Weaver, Alison
Weaver, Alison
PERSONAL:
Education: New School University, M.F. A., 2004.
CAREER:
Writer. Helping Orphans Worldwide, New York, NY, employee.
WRITINGS:
Gone to the Crazies: A Memoir, HC (New York, NY), 2007.
Founding editor of H.O.W., the Helping Orphans Worldwide art and literary journal. Coeditor of Pindeldyboz. Contributor to periodicals, including Small Spiral Notebook, Opium, Red China, and Fifth Street Review.
SIDELIGHTS:
Writer Alison Weaver earned a master of fine arts degree in creative writing in 2004 from the New School University. She volunteers at the PEN American Center Prison Writing Program and has contributed articles to a number of periodicals and journals, including Small Spiral Notebook, Opium, Red China, and Fifth Street Review.
In 2007 Weaver published a memoir on her life called Gone to the Crazies: A Memoir. In it she outlines her upbringing in a posh New York-based family with a distant father and an alcoholic mother, having been raised primarily by nannies. She never felt like she fit in at the high-end parties she attended with her parents. By age nine, Weaver had already been drunk and was a regular drinker by her early teens. She frequently got in trouble in school and was eventually enrolled in Cascade, a school that uses intense therapeutics (or brainwashing as Weaver describes it) to help troubled teens. Weaver then entered college and became a regular in the California rave scenes, where she started using heavy drugs.
Writing on the Randomville Web site, Jeff Siwanowicz observed that "there is an unsettling ‘woe is me’ feeling to a lot of this memoir." Siwanowicz noted that "for the regular reader, the story is fairly drab with little context to back repeated claims of having lived a horrible childhood. Here's to hoping this will not be another Million Little Pieces scandal." Kathryn Harrison, writing in the New York Times Book Review, stated: "Whatever one calls it, the impulse to flee from introspection is part of what disables Gone to the Crazies.

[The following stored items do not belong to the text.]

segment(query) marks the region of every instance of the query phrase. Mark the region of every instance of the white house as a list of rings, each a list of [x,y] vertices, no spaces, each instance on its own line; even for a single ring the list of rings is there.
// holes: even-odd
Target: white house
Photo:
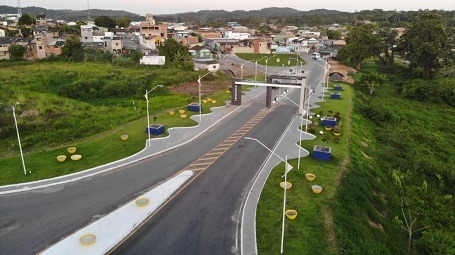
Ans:
[[[235,33],[232,31],[222,31],[223,38],[245,40],[251,37],[250,33]]]
[[[220,63],[216,60],[193,60],[194,70],[207,70],[216,72],[220,69]]]

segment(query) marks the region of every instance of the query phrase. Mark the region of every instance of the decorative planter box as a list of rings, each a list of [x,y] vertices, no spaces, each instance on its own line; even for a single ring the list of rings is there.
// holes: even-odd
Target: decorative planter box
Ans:
[[[199,112],[201,106],[198,103],[191,103],[188,105],[188,111]]]
[[[313,158],[318,160],[330,161],[332,155],[332,148],[321,145],[315,145],[313,147]]]
[[[330,99],[341,99],[341,93],[330,93]]]
[[[322,126],[324,127],[334,127],[337,124],[337,118],[335,117],[323,117]]]
[[[145,128],[145,132],[151,135],[161,135],[164,133],[164,125],[161,124],[153,124]]]
[[[341,85],[341,84],[335,84],[335,85],[333,86],[333,90],[341,91],[341,90],[343,90],[343,85]]]

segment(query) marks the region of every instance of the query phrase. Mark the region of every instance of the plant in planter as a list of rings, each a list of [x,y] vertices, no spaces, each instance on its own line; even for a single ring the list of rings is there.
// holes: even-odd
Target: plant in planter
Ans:
[[[339,125],[335,125],[333,127],[333,135],[334,136],[340,136],[341,135],[341,128]]]
[[[337,120],[340,121],[341,120],[341,113],[340,112],[336,112],[333,117],[337,118]]]
[[[322,138],[322,142],[329,143],[329,141],[330,141],[330,136],[329,136],[329,134],[326,133],[324,135],[324,137]]]
[[[310,134],[316,134],[316,126],[313,123],[308,124],[307,131]]]

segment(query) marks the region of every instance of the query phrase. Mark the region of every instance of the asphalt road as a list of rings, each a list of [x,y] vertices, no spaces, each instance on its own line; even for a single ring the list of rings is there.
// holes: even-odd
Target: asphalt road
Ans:
[[[137,197],[235,132],[264,108],[264,97],[175,150],[73,183],[0,196],[0,254],[36,254]]]
[[[314,87],[317,81],[312,79],[309,84]],[[248,135],[272,147],[297,110],[282,102]],[[167,153],[73,183],[1,195],[0,254],[36,254],[137,197],[221,143],[263,109],[265,99],[250,104],[195,141]],[[239,141],[137,232],[155,233],[154,239],[133,235],[118,254],[229,254],[235,247],[233,216],[266,156],[258,144]]]
[[[282,102],[246,135],[272,148],[298,109]],[[268,154],[240,139],[113,254],[238,253],[238,211]]]

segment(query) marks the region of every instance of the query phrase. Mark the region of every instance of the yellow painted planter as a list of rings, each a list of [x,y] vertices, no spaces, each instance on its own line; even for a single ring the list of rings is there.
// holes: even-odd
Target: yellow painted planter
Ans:
[[[319,194],[322,192],[322,187],[319,185],[313,185],[311,186],[311,190],[313,190],[314,193]]]
[[[288,217],[288,219],[290,220],[293,220],[297,217],[297,211],[296,210],[286,210],[286,217]]]
[[[57,156],[57,160],[58,160],[58,162],[64,162],[66,160],[66,156],[65,155],[59,155],[59,156]]]
[[[138,206],[138,207],[145,207],[145,206],[149,205],[149,202],[150,202],[150,200],[148,198],[140,197],[140,198],[136,199],[135,203],[136,203],[136,206]]]
[[[76,160],[80,160],[82,158],[82,155],[71,155],[71,159],[76,161]]]
[[[325,130],[329,131],[329,130],[332,130],[332,127],[331,126],[327,126],[327,127],[324,127]]]
[[[76,152],[76,147],[69,147],[68,149],[66,149],[69,153],[73,154]]]
[[[314,178],[316,178],[316,175],[314,174],[305,174],[305,177],[308,181],[312,182],[314,181]]]
[[[229,91],[229,90],[226,90],[226,94],[230,94],[230,93],[231,93],[231,91]]]
[[[208,102],[212,102],[212,99],[211,99],[211,98],[207,98],[207,101],[208,101]]]
[[[340,135],[341,135],[341,132],[333,132],[333,135],[334,135],[334,136],[340,136]]]
[[[122,141],[126,141],[128,140],[128,135],[121,135],[120,138],[122,139]]]
[[[216,100],[212,100],[212,104],[216,104]]]
[[[169,115],[174,115],[174,111],[169,111]]]
[[[292,188],[292,183],[290,182],[280,182],[280,187],[283,189],[290,189]]]
[[[187,117],[186,114],[180,114],[180,118],[184,119],[184,118],[186,118],[186,117]]]
[[[202,100],[202,102],[203,102],[204,104],[206,104],[208,101],[207,101],[206,99],[204,99],[204,100]]]
[[[83,246],[89,246],[89,245],[92,245],[94,244],[96,241],[96,235],[94,234],[86,234],[86,235],[83,235],[79,238],[79,242],[83,245]]]
[[[185,113],[185,110],[179,110],[179,113],[180,113],[180,114],[184,114],[184,113]]]

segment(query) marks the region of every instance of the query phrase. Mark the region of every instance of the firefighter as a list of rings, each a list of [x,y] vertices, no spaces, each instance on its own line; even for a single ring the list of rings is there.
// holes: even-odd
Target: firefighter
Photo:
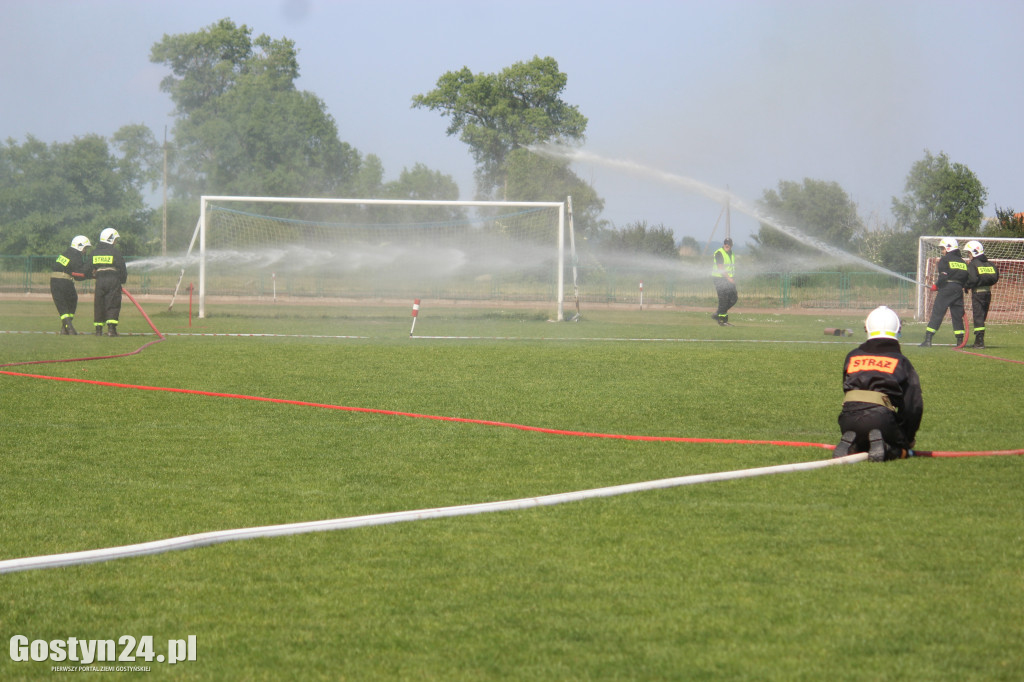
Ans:
[[[96,278],[96,293],[93,302],[93,326],[96,336],[103,336],[103,325],[107,325],[107,336],[117,336],[117,320],[121,316],[121,285],[128,281],[128,268],[121,250],[114,244],[121,237],[117,230],[108,227],[100,233],[100,243],[90,257],[88,275]]]
[[[872,462],[913,456],[924,403],[921,380],[900,349],[900,317],[881,306],[864,320],[867,341],[843,365],[842,439],[833,457],[867,451]]]
[[[715,283],[718,294],[718,310],[711,317],[719,327],[731,327],[729,308],[736,305],[736,256],[732,252],[732,239],[725,238],[722,248],[715,251],[714,264],[711,267],[711,279]]]
[[[922,346],[932,345],[932,337],[939,331],[942,318],[946,311],[953,322],[953,337],[956,345],[964,341],[964,287],[967,285],[967,263],[960,256],[960,245],[952,237],[943,237],[939,241],[944,253],[939,258],[935,270],[939,273],[932,284],[935,300],[932,302],[932,316],[924,330]]]
[[[50,275],[50,295],[60,315],[60,334],[77,335],[75,311],[78,310],[78,291],[75,282],[85,279],[85,250],[92,242],[85,235],[78,235],[71,240],[71,246],[57,256],[53,262],[53,273]]]
[[[985,247],[972,239],[964,245],[971,260],[967,263],[967,286],[971,292],[971,311],[974,313],[974,348],[985,347],[985,320],[992,303],[992,285],[999,281],[999,269],[989,262]]]

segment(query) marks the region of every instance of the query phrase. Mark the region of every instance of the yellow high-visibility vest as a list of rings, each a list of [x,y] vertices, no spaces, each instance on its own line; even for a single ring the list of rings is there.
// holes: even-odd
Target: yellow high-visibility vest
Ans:
[[[718,269],[718,254],[722,254],[722,261],[725,265],[725,272],[723,273]],[[735,277],[736,276],[736,256],[725,250],[725,247],[715,251],[711,257],[711,276],[712,277]]]

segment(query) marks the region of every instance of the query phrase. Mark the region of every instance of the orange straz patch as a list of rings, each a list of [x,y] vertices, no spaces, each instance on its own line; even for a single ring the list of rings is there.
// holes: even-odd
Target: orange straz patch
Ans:
[[[900,361],[896,358],[887,358],[881,355],[854,355],[846,366],[846,373],[872,371],[892,374],[896,371],[898,364]]]

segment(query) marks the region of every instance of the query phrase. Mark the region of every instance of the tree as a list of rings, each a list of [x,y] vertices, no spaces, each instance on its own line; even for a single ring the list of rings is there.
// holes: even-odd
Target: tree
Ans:
[[[900,273],[917,270],[917,235],[893,225],[864,230],[858,238],[858,253],[865,260]]]
[[[759,203],[777,222],[840,249],[850,249],[854,236],[863,229],[857,205],[835,182],[810,178],[803,183],[780,181],[778,190],[765,190]],[[816,251],[765,222],[753,238],[766,251]]]
[[[440,199],[455,201],[459,198],[459,186],[452,176],[430,170],[422,163],[411,169],[403,168],[397,180],[385,183],[380,196],[386,199]],[[465,209],[459,206],[416,206],[391,208],[395,220],[416,222],[452,222],[464,220]],[[399,217],[401,216],[401,217]]]
[[[985,222],[982,234],[986,237],[1024,237],[1024,213],[996,206],[996,217]]]
[[[620,253],[679,258],[672,230],[662,224],[648,225],[646,220],[629,223],[621,230],[609,230],[605,233],[605,247]]]
[[[422,163],[411,169],[403,168],[398,180],[384,185],[383,196],[388,199],[442,199],[455,201],[459,198],[459,186],[452,176],[430,170]]]
[[[988,190],[967,166],[925,150],[907,174],[902,199],[893,197],[897,225],[914,235],[973,235],[981,226]]]
[[[531,145],[577,144],[587,119],[562,100],[568,77],[552,57],[535,56],[494,74],[473,74],[468,67],[449,71],[437,87],[412,98],[414,108],[440,111],[450,118],[448,135],[469,145],[477,164],[477,195],[511,198],[505,192],[509,155]]]
[[[121,126],[110,141],[121,153],[119,169],[125,181],[139,191],[160,186],[163,150],[153,131],[141,124]]]
[[[150,61],[175,104],[176,191],[342,196],[360,155],[338,138],[324,103],[299,91],[295,44],[222,19],[156,43]]]
[[[567,161],[514,149],[505,160],[507,196],[513,201],[565,201],[572,197],[573,226],[580,237],[604,227],[599,219],[604,200],[569,168]]]
[[[695,237],[686,235],[679,240],[679,256],[682,258],[695,258],[701,255],[700,242]]]
[[[0,146],[0,253],[49,255],[106,227],[121,233],[125,255],[143,251],[151,211],[143,206],[137,164],[99,135],[47,145],[29,136]]]

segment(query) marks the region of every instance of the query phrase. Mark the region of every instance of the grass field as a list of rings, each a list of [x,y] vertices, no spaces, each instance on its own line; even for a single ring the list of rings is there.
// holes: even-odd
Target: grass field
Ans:
[[[80,331],[91,326],[80,304]],[[150,332],[125,302],[122,331]],[[861,317],[145,302],[0,371],[550,429],[834,443]],[[0,364],[127,353],[0,300]],[[850,338],[823,335],[849,327]],[[918,446],[1024,447],[1024,366],[918,348]],[[190,334],[191,332],[191,334]],[[200,335],[203,334],[203,335]],[[217,334],[217,335],[214,335]],[[278,336],[244,336],[276,334]],[[936,341],[949,342],[948,320]],[[1024,326],[986,355],[1024,361]],[[827,459],[0,374],[0,560]],[[0,575],[0,635],[194,635],[176,679],[1020,680],[1024,458],[920,458]],[[118,646],[121,653],[122,646]],[[0,679],[68,661],[0,655]],[[70,662],[72,665],[75,663]],[[95,665],[112,665],[96,663]],[[116,664],[114,664],[116,665]]]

Not only is addiction a poor catalyst for creativity—the sometimes brilliant works of drug addicts and alcoholics are achieved in spite of their demons—but it turns out to be a less-than-satisfying subject." Harrison remarked that "for all the readers who don't have Weaver's experience of drinking themselves unconscious, hoovering up lines of coke, mixing speedballs or shooting ketamine, books like Gone to the Crazies provide a window onto the kind of sordid scenes about which they are curious but haven't the information necessary to imagine for themselves." Booklist contributor Allison Block commented: "Though repetitive, this tale of high school gone bad will speak directly to teens." However, Block did find the story both "tiresome" and "disturbing." A contributor to Reference & Research Book News found the book full of "dark details," which Weaver describes "candidly." A contributor to Kirkus Reviews mentioned that Weaver talks about her recovery "in an irksomely self-important and melodramatic way." The same contributor stated that "Weaver's adequate-but-no-more prose is perfectly suited to her … tale."
BIOGRAPHICAL AND CRITICAL SOURCES:
BOOKS
Weaver, Alison, Gone to the Crazies: A Memoir, HC (New York, NY), 2007.
PERIODICALS
Booklist, July 1, 2007, Allison Block, review of Gone to the Crazies, p. 17.
Kirkus Reviews, June 1, 2007, review of Gone to the Crazies.
New York Times Book Review, July 15, 2007, Kathryn Harrison, review of Gone to the Crazies, p. L12.
Reference & Research Book News, November, 2007, review of Gone to the Crazies.